Sample, Translate, Recombine: Leveraging Audio Alignments for Data Augmentation in End-to-end Speech Translation
Tsz Kin Lam, Shigehiko Schamoni, Stefan Riezler

TL;DR
This paper introduces a novel data augmentation method for end-to-end speech translation that uses audio alignments and translation to improve model performance without extensive fine-tuning.
Contribution
The proposed approach leverages audio alignments, linguistic properties, and translation for data augmentation, achieving consistent BLEU score improvements across multiple language pairs.
Findings
Up to 0.9 BLEU point improvement on CoVoST 2
Up to 1.1 BLEU point improvement on Europarl-ST
Method requires similar resources as knowledge distillation
Abstract
End-to-end speech translation relies on data that pair source-language speech inputs with corresponding translations into a target language. Such data are notoriously scarce, making synthetic data augmentation by back-translation or knowledge distillation a necessary ingredient of end-to-end training.

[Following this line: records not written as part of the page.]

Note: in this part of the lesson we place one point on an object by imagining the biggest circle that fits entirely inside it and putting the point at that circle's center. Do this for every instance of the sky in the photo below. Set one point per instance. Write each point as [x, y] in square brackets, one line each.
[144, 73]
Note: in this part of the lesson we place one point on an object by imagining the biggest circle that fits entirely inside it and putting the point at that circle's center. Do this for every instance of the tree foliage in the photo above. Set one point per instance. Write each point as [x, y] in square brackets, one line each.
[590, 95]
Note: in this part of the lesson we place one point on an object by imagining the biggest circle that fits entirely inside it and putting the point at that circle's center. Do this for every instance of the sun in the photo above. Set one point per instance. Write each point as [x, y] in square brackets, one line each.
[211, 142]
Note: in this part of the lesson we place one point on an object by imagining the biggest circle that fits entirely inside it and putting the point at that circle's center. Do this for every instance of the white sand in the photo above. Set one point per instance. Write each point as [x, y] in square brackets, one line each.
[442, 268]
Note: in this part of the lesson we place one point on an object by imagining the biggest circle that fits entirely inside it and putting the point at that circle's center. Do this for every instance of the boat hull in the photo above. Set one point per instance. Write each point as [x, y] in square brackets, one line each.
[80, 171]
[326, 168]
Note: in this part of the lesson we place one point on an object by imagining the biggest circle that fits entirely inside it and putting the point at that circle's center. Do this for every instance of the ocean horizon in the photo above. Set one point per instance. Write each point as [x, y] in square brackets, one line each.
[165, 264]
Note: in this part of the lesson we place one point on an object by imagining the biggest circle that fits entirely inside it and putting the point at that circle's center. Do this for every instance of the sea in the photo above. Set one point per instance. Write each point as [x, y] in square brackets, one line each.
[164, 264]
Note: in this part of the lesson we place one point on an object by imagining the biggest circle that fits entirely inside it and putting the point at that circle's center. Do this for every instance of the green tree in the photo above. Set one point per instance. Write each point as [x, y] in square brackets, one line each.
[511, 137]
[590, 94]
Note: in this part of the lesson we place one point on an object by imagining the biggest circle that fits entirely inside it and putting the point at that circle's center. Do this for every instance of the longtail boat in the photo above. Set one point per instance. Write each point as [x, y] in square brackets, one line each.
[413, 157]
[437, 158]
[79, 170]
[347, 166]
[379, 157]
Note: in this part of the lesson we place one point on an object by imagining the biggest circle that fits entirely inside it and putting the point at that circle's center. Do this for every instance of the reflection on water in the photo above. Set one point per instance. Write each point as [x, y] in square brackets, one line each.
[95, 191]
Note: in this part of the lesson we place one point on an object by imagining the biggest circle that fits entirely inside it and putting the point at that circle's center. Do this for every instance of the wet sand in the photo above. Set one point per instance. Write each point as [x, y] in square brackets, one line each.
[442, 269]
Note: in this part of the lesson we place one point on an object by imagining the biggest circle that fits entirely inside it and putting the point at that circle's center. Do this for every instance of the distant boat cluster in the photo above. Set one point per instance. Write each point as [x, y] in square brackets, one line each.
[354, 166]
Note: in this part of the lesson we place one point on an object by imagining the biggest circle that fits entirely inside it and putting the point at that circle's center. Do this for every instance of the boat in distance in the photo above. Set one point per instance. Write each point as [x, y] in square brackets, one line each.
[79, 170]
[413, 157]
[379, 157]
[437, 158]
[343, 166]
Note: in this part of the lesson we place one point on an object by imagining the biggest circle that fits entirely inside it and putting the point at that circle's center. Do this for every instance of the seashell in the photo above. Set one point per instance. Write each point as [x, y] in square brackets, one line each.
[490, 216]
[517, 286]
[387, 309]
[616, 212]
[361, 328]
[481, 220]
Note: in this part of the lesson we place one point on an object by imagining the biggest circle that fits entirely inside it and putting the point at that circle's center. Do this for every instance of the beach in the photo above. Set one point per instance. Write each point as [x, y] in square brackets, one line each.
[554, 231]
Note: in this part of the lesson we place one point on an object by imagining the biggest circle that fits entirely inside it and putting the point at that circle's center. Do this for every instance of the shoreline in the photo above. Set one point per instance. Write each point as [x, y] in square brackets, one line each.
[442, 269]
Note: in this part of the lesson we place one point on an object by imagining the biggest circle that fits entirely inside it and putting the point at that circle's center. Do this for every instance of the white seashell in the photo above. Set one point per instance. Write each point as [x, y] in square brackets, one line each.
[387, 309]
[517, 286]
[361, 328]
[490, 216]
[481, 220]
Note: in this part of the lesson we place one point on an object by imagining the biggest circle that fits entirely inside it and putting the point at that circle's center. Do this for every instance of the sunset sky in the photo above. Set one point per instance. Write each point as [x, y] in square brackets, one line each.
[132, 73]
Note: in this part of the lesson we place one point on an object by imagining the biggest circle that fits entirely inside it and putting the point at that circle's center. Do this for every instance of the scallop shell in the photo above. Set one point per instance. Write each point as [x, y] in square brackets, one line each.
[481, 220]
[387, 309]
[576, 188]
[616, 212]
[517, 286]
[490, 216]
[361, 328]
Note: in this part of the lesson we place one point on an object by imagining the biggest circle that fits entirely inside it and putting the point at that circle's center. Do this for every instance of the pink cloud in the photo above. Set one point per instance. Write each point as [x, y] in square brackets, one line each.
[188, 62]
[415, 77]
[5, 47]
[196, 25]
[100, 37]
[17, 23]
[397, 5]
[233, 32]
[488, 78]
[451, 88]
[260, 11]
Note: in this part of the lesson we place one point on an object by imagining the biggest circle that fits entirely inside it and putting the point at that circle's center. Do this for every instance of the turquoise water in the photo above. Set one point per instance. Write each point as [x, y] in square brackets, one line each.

In this paper, we present a novel approach to data augmentation that leverages audio alignments, linguistic properties, and translation. First, we augment a transcription by sampling from a suffix memory that stores text and audio data. Second, we translate the augmented transcript. Finally, we recombine concatenated audio segments and the generated translation. Besides training an MT-system, we only use basic off-the-shelf components without fine-tuning. While having similar resource demands as knowledge distillation, adding our method delivers consistent improvements of up to 0.9 and 1.1…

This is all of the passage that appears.